My first reaction to SEMAT was--is this practical? But as I've thought about it more, I've decided there are some principles of good software design and implementation they can probably agree upon and illuminate.
For context: I spent 15 years as a practicing nuclear engineer before becoming a practicing software developer.
"Engineering practice", as I found it in the field, is often as arbitrary as "software development practice". What is "good" is measured first by "what works", second by "what's elegant", and finally by "what's inexpensive", and is judged primarily by senior practitioners working against their own experience rather than some set of objective standards (though those exist as well). In hardware engineering, the time lapse between design review and implementation is quite often very long (especially large-scale design, e.g. power plants, where I worked). As a result, feedback loops are even longer and harder to manage. What dominates in the large scale seems to be "what worked"--and just as often, "what failed".
This seems to me to be exactly the type of thing we're developing now as developers--we now have lots of categories of languages for solving different types of problems and we're developing solid tools and techniques for measuring performance, managing projects, and closing the loop between design and implementation. The world for software developers is a FAR less arbitrary place, and has far more development of tools and techniques, than in 1976 when I started coding.
The body of common practice is regularly changing in hardware engineering, as analysis tools get better.
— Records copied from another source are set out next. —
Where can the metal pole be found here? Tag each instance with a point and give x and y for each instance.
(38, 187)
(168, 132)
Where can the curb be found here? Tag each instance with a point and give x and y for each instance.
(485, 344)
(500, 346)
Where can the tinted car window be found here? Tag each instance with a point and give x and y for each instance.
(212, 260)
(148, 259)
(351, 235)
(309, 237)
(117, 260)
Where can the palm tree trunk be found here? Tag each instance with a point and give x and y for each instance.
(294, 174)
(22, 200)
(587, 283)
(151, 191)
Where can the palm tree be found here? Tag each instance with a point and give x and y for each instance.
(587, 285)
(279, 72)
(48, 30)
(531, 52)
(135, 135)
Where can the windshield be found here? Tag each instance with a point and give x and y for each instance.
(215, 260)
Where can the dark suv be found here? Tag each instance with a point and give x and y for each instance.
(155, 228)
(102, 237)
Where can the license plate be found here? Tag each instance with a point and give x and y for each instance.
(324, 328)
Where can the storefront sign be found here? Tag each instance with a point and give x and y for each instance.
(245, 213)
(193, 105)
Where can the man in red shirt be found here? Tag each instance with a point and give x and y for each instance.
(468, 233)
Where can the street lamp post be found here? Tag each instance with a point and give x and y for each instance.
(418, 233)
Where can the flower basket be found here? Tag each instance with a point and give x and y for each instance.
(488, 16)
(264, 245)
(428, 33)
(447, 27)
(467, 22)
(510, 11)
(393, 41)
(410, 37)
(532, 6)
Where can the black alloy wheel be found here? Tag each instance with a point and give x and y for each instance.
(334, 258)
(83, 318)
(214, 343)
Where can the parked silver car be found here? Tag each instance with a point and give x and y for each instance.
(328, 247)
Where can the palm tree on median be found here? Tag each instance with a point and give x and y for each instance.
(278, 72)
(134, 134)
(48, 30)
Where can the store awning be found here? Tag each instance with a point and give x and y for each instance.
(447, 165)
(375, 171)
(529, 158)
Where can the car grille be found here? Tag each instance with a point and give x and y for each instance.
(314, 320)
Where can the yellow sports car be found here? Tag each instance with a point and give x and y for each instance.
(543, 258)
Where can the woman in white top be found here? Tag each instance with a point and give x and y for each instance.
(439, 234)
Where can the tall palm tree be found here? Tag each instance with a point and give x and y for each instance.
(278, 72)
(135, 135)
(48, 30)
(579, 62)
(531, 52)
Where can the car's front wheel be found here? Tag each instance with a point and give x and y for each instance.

When I graduated, one of my first tasks required a stress analysis, which I did with a calculator by hand. These days, an engineer would set that up in a desktop finite-element analysis program with a nice UI, and he'd get a better answer in less time. The principles are the same, though: determine, through an understanding of material behavior and machine design, what a specific application required of the machine and what combination of off-the-shelf components and custom machining could be used to implement that application. It's very much what I do today: I pick off-the-shelf components and custom components to create a design to meet certain requirements.
Can we, as a group, specify some of the principles on which those decisions get made? I suspect we can. While I'm only really fluent in one sub-part of OO design, I know of a few; consider the SOLID principles in OO design, various common design patterns, and the corpus of tools and techniques in Knuth's "The Art of Computer Programming".